Net revenues fell 2% year over year to €153.5 billion, pressured by foreign-exchange headwinds and pricing declines in the first half of the year. The company recorded €25.4 billion in unusual charges tied largely to resetting its product strategy, electric-vehicle supply chain and warranty provisions, as well as costs linked to previously announced workforce reductions in Europe.

Stellantis also posted an adjusted operating loss of €842 million, with an adjusted operating income (AOI) margin of minus 0.5%. Industrial free cash flow for the year was negative €4.5 billion.

Despite the full-year loss, Stellantis pointed to improving momentum in the second half of 2025 under its renewed leadership team. Net revenues returned to growth in the back half of the year, rising 10% year over year, while industrial free cash flow improved to negative €1.5 billion – about a 50% improvement versus the first half and a 73% improvement compared with the same period in 2024. Consolidated shipments climbed 11% to 2.8 million vehicles in the second half, with every region posting volume growth.

“Our 2025 full-year results reflect the cost of over-estimating the pace of the energy transition and the need to reset our business around our customers’ freedom to choose from the full range of electric, hybrid and internal combustion technologies,” CEO Antonio Filosa said.

“In 2026 our focus will be on continuing to close the execution gaps of the past, adding further momentum to our return to profitable growth.”

To protect its balance sheet, Stellantis said industrial available liquidity stood at €46 billion at the end of 2025. The board authorised the suspension of the 2026 dividend and approved the potential issuance of up to €5 billion in hybrid bonds to maintain financial flexibility as the company works through its turnaround.

The automaker is leaning into a broad new product wave in 2026, expanding coverage across North America, Enlarged Europe, South America, and the Middle East and Africa with additional powertrain choices, including internal combustion, hybrid and battery-electric options.

In North America, Stellantis is re-entering key segments with the Jeep Cherokee and Dodge Charger SIXPACK, while the Ram 1500 HEMI V8 and Express models are expected to add momentum. South America will see the Ram Dakota anchor the mid-size pickup segment, and in Europe, models such as the Citroën C5 Aircross BEV, Jeep Compass BEV, and Fiat 500 Hybrid aim to broaden appeal and improve mix.

As part of its February 2026 reset, Stellantis booked approximately €22.2 billion in charges in the second half of 2025, most of which were excluded from adjusted operating income. The move included resetting product plans and the EV supply chain to reflect customer demand, changes to warranty provisioning, and costs tied to workforce actions in Europe. Around €6.5 billion of the charges are expected to be paid in cash over the next four years.
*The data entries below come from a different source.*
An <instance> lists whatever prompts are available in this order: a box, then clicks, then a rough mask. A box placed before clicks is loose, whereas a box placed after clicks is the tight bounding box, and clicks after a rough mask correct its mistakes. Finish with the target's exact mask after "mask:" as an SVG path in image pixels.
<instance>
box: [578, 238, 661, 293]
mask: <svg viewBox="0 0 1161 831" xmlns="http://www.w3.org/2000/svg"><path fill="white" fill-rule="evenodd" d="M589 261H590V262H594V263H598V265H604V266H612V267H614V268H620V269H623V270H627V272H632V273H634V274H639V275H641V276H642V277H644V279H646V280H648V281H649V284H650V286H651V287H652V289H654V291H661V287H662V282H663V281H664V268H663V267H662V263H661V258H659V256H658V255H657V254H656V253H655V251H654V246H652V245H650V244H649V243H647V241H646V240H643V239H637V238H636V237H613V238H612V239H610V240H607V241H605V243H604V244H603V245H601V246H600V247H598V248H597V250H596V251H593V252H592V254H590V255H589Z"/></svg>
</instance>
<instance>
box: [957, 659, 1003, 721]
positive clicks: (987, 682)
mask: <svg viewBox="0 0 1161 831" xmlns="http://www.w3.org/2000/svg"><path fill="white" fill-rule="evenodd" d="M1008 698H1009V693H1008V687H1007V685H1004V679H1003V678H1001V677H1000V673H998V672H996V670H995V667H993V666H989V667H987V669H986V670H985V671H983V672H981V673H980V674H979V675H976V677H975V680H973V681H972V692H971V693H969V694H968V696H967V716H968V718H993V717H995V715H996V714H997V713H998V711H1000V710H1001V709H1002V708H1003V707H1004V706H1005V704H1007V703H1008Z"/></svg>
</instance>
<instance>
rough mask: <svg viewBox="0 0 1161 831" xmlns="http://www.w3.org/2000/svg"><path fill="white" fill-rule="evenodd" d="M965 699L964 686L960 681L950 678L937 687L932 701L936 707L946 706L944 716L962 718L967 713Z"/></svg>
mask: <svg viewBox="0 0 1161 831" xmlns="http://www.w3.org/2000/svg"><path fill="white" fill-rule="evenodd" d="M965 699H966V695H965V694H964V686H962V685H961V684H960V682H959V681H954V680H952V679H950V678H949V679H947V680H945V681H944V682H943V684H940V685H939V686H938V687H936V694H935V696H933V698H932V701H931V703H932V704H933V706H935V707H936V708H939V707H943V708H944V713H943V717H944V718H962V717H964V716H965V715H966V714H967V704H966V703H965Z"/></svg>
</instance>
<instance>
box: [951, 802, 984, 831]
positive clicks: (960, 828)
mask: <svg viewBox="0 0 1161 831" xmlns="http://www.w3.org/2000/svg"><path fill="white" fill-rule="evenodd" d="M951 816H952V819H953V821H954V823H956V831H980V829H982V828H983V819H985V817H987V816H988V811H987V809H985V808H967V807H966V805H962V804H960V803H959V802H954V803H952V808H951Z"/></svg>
The company also said early signs of operational improvement are emerging. Reported issues for vehicles in their first month of service have fallen by more than 50% in North America and by over 30% in Europe since the start of 2025, reflecting a renewed focus on quality and execution.

Looking ahead, Stellantis reaffirmed its 2026 guidance, projecting a mid-single-digit percentage increase in net revenues, a low-single-digit AOI margin, and improved industrial free cash flow for the year. The company expects performance to strengthen sequentially from the first half to the second half of 2026, as new products roll out and execution improves.